Давай еще раз простимся навеки на углу расстанного перекрестка, не зная, что прощаемся навеки. Подошел мой троллейбус, оказавшийся ладьей Харона, уплывая вдаль, ты помахал мне рукой.
Когда-то давно, до войны и в начале ее, в детстве, почти стершимся из памяти, этот район был его районом. Жили с отцом и матерью в квартире родителей отца в Графском переулке (позже переименованном в Пролетарский, затем в переулок Марии Ульяновой, потом снова в Графский), в доме Фредерикса. Фредериксов было несколько, он не мог запомнить, который являлся хозяином их дома: министр, барон, генерал-адъютант, шталмейстер или канцлер. Дом устоял во время блокады, деда не стало во вторую блокадную зиму, он почти деда не помнил, а после войны хаживал в гости к бабушке и тетушке в гости, сперва в Пролетарский переулок, потом в два последующих.
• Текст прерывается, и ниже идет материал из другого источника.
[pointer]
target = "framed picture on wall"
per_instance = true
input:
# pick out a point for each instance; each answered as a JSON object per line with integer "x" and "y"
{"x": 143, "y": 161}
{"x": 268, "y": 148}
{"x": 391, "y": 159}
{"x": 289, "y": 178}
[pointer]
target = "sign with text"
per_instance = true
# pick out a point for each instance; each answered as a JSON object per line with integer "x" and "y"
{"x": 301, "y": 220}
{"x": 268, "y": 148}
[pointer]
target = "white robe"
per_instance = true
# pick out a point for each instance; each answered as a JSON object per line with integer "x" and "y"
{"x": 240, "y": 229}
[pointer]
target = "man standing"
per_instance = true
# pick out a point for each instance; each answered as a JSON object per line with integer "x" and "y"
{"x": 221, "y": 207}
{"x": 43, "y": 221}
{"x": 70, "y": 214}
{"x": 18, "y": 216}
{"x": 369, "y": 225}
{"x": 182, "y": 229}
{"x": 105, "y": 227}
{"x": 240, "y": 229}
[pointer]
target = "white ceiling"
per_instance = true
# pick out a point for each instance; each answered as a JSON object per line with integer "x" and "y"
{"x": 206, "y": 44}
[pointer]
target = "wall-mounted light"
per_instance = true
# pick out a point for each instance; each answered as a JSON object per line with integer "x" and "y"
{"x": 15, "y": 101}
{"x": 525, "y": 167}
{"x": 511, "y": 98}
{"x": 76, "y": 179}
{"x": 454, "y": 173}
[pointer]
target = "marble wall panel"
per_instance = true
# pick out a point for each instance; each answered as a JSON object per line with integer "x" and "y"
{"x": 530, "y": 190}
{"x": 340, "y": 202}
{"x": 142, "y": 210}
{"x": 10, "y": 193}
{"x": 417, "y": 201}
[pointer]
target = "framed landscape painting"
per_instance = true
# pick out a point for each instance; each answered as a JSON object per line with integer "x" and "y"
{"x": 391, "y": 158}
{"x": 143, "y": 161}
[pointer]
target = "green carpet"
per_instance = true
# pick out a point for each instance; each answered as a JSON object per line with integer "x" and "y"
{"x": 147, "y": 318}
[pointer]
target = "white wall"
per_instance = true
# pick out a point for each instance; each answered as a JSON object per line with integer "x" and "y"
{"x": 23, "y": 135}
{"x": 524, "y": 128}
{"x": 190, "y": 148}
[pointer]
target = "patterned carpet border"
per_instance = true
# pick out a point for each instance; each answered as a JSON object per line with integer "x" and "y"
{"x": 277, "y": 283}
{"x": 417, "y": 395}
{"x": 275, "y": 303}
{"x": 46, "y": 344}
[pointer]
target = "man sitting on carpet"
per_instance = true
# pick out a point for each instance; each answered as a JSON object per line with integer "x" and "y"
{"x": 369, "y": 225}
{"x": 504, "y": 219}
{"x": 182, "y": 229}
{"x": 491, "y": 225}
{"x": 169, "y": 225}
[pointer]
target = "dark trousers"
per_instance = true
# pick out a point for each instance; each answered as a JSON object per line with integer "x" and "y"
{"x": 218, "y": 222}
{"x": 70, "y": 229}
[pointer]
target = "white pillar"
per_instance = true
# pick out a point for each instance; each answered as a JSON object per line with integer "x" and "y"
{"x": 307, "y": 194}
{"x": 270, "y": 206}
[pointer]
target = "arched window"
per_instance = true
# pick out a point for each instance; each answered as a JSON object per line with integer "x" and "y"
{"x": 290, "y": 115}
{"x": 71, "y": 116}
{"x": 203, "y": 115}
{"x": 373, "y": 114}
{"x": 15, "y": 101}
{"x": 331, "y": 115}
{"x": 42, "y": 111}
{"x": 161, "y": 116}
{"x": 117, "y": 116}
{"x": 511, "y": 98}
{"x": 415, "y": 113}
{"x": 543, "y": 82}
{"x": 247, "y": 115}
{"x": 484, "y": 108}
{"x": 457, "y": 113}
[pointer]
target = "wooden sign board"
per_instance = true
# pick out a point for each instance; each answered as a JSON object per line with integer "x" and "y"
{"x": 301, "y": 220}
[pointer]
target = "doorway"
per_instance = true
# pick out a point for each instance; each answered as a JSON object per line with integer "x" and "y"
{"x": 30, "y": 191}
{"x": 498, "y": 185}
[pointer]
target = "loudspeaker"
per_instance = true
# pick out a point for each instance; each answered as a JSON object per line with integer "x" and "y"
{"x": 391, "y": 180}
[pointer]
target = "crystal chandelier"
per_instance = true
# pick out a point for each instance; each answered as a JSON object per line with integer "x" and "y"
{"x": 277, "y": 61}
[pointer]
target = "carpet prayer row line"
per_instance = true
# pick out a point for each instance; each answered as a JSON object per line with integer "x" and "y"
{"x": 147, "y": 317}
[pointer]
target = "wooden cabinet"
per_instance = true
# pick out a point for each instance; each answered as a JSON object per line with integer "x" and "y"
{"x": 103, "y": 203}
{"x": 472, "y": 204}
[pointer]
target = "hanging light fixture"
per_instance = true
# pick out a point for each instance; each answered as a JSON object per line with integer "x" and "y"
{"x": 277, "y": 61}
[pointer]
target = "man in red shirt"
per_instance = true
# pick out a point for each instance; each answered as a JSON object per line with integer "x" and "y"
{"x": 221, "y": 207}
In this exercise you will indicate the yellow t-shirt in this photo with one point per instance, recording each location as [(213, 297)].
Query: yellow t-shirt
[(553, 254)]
Почему-то лучше всего помнил он не прежнюю квартиру, в послевоенное время переменившуюся и ставшую коммунальной, а бомбоубежище, черное подземное царство, увиденное сквозь детские фантазии, детские и недетские страхи, обрамленное воем сирен, грохотом взрывов, образами кошмарного сна.
Стоя в душистых или удушающих облаках ароматов, вырывающихся из магазина «Сирень», вспомнил он, как нравилось ему старинное магазинное название «ТЭЖЭ», напоминающее любимые послевоенные конфетки-драже в коробочке вроде большого спичечного коробка, разноцветные веселые шарики. Случайно узнав, что «ТЭЖЭ» означает «Товарищество жиркости», был он разочарован, даже воображаемый вкус драже как-то померк, отдавая послевкусием жженой кости.